Wind Turbine and Wind Farm Wakes
||Wind Turbine and Wind Farm Wakes |
||Stefan Ivanell <email@example.com>|
||2014-07-01 – 2015-07-01|
||20306 20304 20301|
Our group at Uppsala University Campus Gotland has been performing research on wind turbine wakes for about a decade.
We are interested in improving knowledge about the fundamentals of wake dynamics, validating and improving wind turbine aerodynamics models, as well as studying more practical problems regarding for example the optimization of large wind farms. In the latter case, we are aiming at increasing the production while minimizing turbine loadings. The amount of wind power development in Europe has reached a level where it has become important to investigate the effect of wind farms on each other; this is also one of the main issues we are interested in. It is important to mention that our participation to two annexes from the International Energy Agency has made possible an access to experimental data, which is a key issue for most of the studies we are performing. It is also done for our group through a collaboration with École de Technologie Supérieure in Montréal, Canada, who has had access to data acquired in a wind tunnel on actuator discs.

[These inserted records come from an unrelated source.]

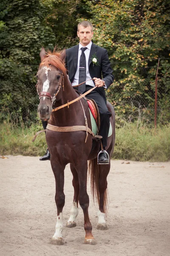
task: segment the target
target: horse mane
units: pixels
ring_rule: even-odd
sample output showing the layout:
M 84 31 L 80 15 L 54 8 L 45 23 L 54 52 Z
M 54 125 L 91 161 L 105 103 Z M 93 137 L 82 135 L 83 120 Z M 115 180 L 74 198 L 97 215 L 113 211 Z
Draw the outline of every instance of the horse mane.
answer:
M 65 74 L 67 70 L 65 67 L 65 63 L 60 58 L 62 52 L 56 52 L 55 48 L 54 49 L 53 52 L 50 50 L 46 52 L 46 55 L 40 64 L 40 66 L 45 65 L 49 67 L 51 65 Z

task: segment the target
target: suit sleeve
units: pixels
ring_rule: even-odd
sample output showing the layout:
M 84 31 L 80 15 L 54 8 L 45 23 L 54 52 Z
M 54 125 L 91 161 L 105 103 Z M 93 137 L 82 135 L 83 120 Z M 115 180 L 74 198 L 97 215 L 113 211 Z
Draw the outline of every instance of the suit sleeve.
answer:
M 67 69 L 67 74 L 68 74 L 68 65 L 67 65 L 67 54 L 68 54 L 68 52 L 67 52 L 67 49 L 66 50 L 65 53 L 66 53 L 66 54 L 65 54 L 65 67 Z
M 105 49 L 102 55 L 102 72 L 103 77 L 103 80 L 105 81 L 108 88 L 113 83 L 114 81 L 114 76 L 112 74 L 113 70 L 111 67 L 108 52 Z

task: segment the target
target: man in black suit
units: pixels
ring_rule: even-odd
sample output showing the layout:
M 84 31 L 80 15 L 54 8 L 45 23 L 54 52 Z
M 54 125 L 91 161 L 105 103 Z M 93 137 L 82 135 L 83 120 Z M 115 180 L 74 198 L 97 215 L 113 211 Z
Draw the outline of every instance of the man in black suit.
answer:
M 73 86 L 92 78 L 94 79 L 94 81 L 90 80 L 79 86 L 78 90 L 80 93 L 83 93 L 92 87 L 98 86 L 86 97 L 94 99 L 98 107 L 101 122 L 99 135 L 102 137 L 102 142 L 105 150 L 107 145 L 111 115 L 106 106 L 105 88 L 107 89 L 113 83 L 114 76 L 107 51 L 92 42 L 93 34 L 93 25 L 90 22 L 84 21 L 78 24 L 77 36 L 79 38 L 79 43 L 66 49 L 65 64 Z M 40 160 L 49 159 L 49 153 L 47 153 L 48 157 L 45 155 L 42 157 L 44 159 Z M 99 162 L 101 163 L 108 163 L 105 152 L 99 154 Z

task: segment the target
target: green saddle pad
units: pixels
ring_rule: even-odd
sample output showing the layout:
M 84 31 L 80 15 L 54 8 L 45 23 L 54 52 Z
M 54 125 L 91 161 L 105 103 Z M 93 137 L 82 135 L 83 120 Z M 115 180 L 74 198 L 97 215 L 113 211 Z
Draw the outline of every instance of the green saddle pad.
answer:
M 89 110 L 90 116 L 91 116 L 91 126 L 92 127 L 92 131 L 94 133 L 94 134 L 95 135 L 96 135 L 96 134 L 97 134 L 97 125 L 96 124 L 96 120 L 94 119 L 94 117 L 93 117 L 92 114 L 91 113 L 91 112 L 90 111 L 90 108 L 88 108 L 88 109 Z M 110 122 L 109 131 L 109 134 L 108 134 L 108 137 L 110 137 L 110 136 L 111 136 L 112 134 L 112 127 L 111 125 L 110 124 Z

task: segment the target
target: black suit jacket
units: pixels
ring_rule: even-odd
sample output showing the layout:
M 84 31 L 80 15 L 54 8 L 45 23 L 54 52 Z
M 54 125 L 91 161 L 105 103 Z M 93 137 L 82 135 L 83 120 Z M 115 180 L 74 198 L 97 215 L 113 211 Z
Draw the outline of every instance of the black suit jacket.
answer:
M 71 83 L 74 80 L 77 66 L 78 55 L 79 45 L 76 45 L 66 49 L 65 65 L 68 70 L 68 75 Z M 95 55 L 97 59 L 99 65 L 93 65 L 92 56 Z M 88 69 L 91 78 L 97 77 L 102 79 L 106 83 L 107 88 L 112 84 L 114 76 L 112 75 L 113 70 L 110 67 L 107 51 L 92 43 L 88 59 Z M 103 77 L 102 78 L 102 76 Z M 105 91 L 103 87 L 96 88 L 99 92 L 105 98 Z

The group also established a close collaboration with The Technical University of Denmark (DTU) which have resulted in a very fruitful collaboration.
Our calculations are performed using the code EllipSys3D, which makes use of Large-Eddy Simulations. Although we are using the actuator disc and actuator line representations of the turbine rotors, that have proven to be efficient ways of reducing computational requirements, such calculations remain quite demanding. The amount of projects we are involved in, as well as the increase in the number of researchers in our group, have resulted in the last months in an important increase in the computational resources that are needed by our group to fulfill its research goals. The present application summarizes in detail work that has been performed by our group up to now using SNIC resources, as well the projects that are planned for in the next year. The fact that an application that was made by our group last October was not fully granted explains why some of the projects suggested in this previous application are mentioned in the current one as well.

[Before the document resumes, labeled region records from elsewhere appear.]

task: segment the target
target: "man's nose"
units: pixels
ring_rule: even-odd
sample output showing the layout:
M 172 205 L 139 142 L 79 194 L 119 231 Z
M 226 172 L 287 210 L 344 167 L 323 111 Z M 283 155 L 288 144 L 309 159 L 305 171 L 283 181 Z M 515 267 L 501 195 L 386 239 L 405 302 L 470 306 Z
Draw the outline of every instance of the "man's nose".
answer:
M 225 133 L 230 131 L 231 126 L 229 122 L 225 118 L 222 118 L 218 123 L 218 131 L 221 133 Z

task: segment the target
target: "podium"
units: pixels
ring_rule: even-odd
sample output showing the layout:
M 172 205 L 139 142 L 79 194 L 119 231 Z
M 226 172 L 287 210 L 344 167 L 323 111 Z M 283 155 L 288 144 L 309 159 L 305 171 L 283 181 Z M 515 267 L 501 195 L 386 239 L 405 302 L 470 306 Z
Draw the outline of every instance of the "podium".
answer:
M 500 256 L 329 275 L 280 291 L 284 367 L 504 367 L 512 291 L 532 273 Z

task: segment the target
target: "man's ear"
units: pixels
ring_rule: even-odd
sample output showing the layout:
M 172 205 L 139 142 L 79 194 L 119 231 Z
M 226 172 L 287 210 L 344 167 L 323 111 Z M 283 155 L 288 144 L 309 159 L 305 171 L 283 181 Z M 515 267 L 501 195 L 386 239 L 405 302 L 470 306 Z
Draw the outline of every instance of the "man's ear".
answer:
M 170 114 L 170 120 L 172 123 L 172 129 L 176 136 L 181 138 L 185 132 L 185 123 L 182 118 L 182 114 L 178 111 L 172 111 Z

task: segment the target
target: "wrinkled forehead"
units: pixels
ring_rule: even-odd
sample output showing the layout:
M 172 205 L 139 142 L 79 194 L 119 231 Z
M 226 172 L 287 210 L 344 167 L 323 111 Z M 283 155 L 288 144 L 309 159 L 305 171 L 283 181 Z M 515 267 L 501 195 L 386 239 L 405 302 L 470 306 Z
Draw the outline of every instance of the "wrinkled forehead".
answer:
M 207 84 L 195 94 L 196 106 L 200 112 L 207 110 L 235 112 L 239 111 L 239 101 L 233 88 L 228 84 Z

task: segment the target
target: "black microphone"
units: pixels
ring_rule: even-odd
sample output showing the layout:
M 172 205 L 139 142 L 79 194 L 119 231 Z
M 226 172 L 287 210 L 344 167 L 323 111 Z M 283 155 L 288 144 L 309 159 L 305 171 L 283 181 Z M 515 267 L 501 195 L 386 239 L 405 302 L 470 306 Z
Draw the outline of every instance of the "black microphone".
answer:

Our group is in a very good position to successfully perform different calculations whose implications are important both for an increase in the fundamental understanding of wake behavior as well as more practical information that can be very useful for the industry. We acknowledge SNIC for the work that we could perform up to now, and we hope that the present demand will result in a positive outcome, allowing us to fulfill the projects we have planned for.